その第一歩として、長期ビジョン達成に向けた体制、新たな企業風土をつくっていくために、2020年6月を目途に本社をオークラプレステージタワー(東京都港区)に移転することを決定しました。これは、将来の人員増への対応はもとより、組織文化の刷新、社内外のコミュニケーション増大による価値創造機会の創出を主な狙いとしています。やはり、従業員が力を存分に発揮できる環境か否かは組織の力に直結します。今回の移転を機に、働き方そのものを従来のパターンから大きく変えることに挑戦します。

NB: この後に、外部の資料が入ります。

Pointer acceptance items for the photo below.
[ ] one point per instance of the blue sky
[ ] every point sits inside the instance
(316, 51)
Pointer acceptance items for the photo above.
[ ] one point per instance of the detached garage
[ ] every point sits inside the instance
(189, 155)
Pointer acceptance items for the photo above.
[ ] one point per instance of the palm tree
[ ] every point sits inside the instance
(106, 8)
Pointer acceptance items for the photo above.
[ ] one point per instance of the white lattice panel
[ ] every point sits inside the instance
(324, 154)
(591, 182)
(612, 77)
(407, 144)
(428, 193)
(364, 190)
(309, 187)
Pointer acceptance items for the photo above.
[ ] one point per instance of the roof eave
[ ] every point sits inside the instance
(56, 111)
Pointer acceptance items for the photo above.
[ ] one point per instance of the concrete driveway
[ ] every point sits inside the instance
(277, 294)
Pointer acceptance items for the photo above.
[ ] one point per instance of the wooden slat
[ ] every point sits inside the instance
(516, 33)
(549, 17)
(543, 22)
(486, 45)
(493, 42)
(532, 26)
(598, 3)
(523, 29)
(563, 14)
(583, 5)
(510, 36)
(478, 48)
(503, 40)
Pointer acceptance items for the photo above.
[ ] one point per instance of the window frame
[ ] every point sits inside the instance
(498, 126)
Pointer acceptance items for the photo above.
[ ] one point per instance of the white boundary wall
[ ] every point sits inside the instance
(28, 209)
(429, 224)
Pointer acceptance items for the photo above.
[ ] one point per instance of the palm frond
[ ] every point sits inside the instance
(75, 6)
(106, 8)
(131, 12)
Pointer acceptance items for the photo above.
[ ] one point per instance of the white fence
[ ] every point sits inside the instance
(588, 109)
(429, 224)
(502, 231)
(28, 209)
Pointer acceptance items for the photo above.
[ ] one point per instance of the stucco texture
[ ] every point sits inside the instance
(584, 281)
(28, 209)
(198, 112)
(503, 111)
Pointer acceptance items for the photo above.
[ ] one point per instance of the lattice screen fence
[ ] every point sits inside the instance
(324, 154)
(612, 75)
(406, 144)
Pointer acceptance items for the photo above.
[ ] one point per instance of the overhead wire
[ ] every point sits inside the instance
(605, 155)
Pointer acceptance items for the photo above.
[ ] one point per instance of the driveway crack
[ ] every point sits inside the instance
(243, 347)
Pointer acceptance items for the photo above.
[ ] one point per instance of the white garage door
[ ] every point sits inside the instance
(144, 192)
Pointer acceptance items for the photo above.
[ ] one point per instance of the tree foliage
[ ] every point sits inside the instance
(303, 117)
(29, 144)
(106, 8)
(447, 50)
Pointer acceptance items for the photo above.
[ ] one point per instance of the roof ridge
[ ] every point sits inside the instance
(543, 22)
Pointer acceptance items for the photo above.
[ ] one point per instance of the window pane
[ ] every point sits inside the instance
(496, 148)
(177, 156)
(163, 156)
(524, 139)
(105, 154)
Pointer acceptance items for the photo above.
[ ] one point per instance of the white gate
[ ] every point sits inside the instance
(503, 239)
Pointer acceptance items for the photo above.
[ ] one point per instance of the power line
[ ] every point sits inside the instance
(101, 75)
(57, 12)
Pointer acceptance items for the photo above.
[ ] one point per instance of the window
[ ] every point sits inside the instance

それと並行して、SDGsについても、それぞれの事業や職場の特性を踏まえた上で再度、教育を行っていきたいと考えています。事業の下流、電子材料の先端分野で事業成長をドライブしていきながら、その過程で従業員一人ひとりがSDGsへの貢献度を念頭に置いて携われるよう、KPIの導入などを検討しながら取り組んでいきます。

当社グループのルーツは、今から110年以上前に開発された創業地・日立鉱山にあります。製錬で発生する亜硫酸ガスを回収する技術がなかった当時、地域の人々を守るため、高さ155.7メートルの大煙突をつくって煙害を激減させました。また、鉱山で安心して働けるよう職場環境を整備し、「一山一家」に代表されるように、従業員を家族として接するなど時代を先取りした気風を育みました。

このように、ステークホルダーとともに挑戦していく精神は私たちのDNAの一つで、自ら変化を牽引していくことが大切なのです。組織が大きくなるに従い、ともすると挑戦の気風が薄れたり、保守的になる傾向がありますが、今回の長期ビジョンの浸透を機にもう一度、JX金属グループの挑戦する精神を一層高め、全社でスクラムを組んで前進していきたいと思います。